The second installment of author Suzanne Collins’ Hunger Games trilogy, Catching Fire, burns with a ferocious energy that makes it even better than its predecessor on the big screen.

In the year following their shared victory in the 74th Hunger Games, tributes Katniss (Jennifer Lawrence) and Peeta (Josh Hutcherson) have returned to Panem’s impoverished District 12 to live in Victor’s Village, a posh neighborhood which also houses former Hunger Games victor Haymitch (Woody Harrelson).

After a visit complete with a thinly veiled death threat from President Snow (Donald Sutherland) who fears that the young couple’s romance is a ruse to influence the populace to rebel against the cruel Capitol regime, Katniss and Peeta embark on a placating victory tour to each of the districts, but witness cruelty and injustice, along with an unrest that may very well signal the start of an uprising. Katniss’ best friend Gale Hawthorne (Liam Hemsworth) falls victim to the new head Peacekeeper’s cruel takeover of District 12, and tensions simmer.

Katniss is becoming a symbol of hope for the downtrodden Panem districts and President Snow is diabolical in his resolve to stop her.

A declaration from the Capitol pits a multi-generational tribute group against each other for the 75th Hunger Games, a.k.a. The Quarter Quell.  Tributes composed of former victors are summoned to the Capitol and dropped into a tropical arena of deadly obstacles, including poison fog and vicious baboons.

Alliances form, and Katniss and Peeta team up with Finnick (Sam Claflin) Mags (Lynn Cohen) Johanna (Jena Malone) Wiress (Amanda Plummer) and Beetee (Jeffrey Wright) to stave off the coordinated attacks of the arena itself before they are forced to take on each other. Other tribute teams are composed of professional killers known as Careers.  The Arena is a dangerous place, indeed.

Interwoven throughout are Katniss’s conflicted feelings for both Gale and Peeta, her love for her mother (Paula Malcolmson) and younger sister Primrose (Willow Shields) and her growing rage at the Capitol in general and President Snow in particular.  

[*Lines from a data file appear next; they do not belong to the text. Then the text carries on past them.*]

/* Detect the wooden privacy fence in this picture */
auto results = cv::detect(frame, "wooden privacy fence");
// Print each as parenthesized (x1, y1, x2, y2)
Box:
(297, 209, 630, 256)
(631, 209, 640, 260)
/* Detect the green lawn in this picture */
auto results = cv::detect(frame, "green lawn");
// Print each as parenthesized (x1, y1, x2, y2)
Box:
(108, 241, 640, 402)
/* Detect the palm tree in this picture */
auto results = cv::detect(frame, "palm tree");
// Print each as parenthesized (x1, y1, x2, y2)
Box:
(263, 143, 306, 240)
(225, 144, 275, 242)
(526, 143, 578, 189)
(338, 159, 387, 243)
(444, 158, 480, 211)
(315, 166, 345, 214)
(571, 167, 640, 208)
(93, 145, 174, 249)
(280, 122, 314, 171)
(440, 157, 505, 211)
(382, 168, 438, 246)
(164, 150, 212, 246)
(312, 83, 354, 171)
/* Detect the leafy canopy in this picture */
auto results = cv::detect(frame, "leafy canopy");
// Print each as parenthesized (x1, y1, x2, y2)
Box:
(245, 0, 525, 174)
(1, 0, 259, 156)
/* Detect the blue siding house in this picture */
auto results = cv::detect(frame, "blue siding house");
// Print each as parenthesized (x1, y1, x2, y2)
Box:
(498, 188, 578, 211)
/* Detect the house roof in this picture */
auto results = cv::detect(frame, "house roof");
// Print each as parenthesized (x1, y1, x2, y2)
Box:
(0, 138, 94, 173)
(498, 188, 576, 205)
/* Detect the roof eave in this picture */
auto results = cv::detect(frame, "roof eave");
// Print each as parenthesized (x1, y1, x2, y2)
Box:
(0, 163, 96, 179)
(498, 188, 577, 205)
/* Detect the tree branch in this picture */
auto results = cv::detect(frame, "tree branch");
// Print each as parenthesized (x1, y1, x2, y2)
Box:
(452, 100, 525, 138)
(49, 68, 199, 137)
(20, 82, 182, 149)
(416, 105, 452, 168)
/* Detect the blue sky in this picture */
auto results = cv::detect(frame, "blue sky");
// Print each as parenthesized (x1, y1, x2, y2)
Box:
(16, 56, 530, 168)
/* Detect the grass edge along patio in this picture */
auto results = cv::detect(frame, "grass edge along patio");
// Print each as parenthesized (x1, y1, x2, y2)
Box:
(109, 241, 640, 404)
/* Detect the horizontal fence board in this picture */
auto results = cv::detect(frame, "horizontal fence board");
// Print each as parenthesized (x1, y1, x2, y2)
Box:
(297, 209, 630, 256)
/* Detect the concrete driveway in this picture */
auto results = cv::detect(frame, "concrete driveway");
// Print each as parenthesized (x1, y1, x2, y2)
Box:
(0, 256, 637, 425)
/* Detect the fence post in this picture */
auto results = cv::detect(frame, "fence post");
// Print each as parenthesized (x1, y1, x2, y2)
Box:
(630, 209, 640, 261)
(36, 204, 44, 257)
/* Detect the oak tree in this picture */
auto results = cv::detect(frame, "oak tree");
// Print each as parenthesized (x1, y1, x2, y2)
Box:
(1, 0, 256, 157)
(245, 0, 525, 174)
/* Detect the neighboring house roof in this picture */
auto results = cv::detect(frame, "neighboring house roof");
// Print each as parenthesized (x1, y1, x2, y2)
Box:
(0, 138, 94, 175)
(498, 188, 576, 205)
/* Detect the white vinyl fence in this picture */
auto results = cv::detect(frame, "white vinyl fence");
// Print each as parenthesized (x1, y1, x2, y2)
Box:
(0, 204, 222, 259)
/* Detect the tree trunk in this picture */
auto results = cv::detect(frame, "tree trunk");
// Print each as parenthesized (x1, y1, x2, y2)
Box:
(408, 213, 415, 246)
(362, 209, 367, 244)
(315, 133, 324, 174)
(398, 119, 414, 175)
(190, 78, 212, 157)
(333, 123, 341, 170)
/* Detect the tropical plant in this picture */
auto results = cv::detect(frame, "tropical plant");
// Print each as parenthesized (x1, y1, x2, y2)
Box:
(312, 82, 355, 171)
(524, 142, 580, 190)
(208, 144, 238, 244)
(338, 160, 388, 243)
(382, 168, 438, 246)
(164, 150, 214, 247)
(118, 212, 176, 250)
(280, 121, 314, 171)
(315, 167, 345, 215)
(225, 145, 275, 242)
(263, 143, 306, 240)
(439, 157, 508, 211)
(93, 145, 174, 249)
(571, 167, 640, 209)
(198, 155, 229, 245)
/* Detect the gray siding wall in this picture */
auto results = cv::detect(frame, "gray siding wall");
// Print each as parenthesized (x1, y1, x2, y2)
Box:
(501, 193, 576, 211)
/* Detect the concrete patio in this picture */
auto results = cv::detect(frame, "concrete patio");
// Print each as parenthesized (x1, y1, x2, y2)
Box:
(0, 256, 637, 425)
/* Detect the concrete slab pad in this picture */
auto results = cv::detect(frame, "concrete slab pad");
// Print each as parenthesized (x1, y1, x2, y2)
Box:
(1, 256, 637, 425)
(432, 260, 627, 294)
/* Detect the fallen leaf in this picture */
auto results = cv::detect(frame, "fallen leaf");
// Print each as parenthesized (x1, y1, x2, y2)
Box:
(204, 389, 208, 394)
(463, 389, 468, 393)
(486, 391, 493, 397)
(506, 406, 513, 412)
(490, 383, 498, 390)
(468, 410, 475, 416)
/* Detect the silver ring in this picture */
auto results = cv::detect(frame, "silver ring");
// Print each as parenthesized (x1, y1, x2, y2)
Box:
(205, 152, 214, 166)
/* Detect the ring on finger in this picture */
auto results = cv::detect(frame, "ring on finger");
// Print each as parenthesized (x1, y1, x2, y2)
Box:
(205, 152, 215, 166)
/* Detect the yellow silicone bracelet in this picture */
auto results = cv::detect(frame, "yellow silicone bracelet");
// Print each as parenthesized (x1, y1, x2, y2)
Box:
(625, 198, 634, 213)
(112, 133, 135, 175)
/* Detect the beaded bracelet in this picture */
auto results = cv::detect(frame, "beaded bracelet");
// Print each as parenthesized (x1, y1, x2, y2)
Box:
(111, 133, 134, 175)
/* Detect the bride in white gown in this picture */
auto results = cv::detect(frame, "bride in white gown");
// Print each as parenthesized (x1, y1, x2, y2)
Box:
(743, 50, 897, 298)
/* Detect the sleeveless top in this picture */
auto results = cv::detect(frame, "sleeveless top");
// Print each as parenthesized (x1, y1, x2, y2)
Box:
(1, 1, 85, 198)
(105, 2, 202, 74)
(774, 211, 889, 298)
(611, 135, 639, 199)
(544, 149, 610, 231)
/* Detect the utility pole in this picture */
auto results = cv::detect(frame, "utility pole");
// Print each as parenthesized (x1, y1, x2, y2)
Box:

Academy Award winner Philip Seymour Hoffman joins the cast as Gamemaker Plutarch Heavensbee, who takes sinister delight in the techno-danger he controls.

Elizabeth Banks, Stanley Tucci and Lenny Kravitz reprise their roles as District Escort Effie Trinket, Emcee Caesar Flickerman and costume designer Cinna (although the real credit goes to Trish Summerville).

Jennifer Lawrence commands the screen almost exclusively with her eyes, which can reflect sadness and rage in equal measure.  Josh Hutcherson provides a staunch supporter in Peeta, Woody Harrelson’s Haymitch is a living testament to cynical life under Capitol rule, and Elizabeth Banks is a scene stealer as Effie Trinket.  Liam Hemsworth is underutilized once again.

Stanley Tucci appears to be having a wonderfully smarmy time as Caesar, while Sutherland and Hoffman portray competing versions of suave, smiling menace as they broadcast violent deaths for both blatant entertainment and subtle prediction.

Director Francis Lawrence (I Am Legend) along with screenwriters Michael Arndt (Little Miss Sunshine) and Simon Beaufoy (The Full Monty) involves the viewer in an adventure that explores friendship, loyalty, trust, betrayal and love amid a futuristic backdrop that juxtaposes medieval squalor and deprivation with futuristic, high-tech air travel, surveillance, and extreme decadence that borders on the absurd.

Catching Fire is what happens when an already compelling book meets its directorial match.  May the odds be ever in its favor.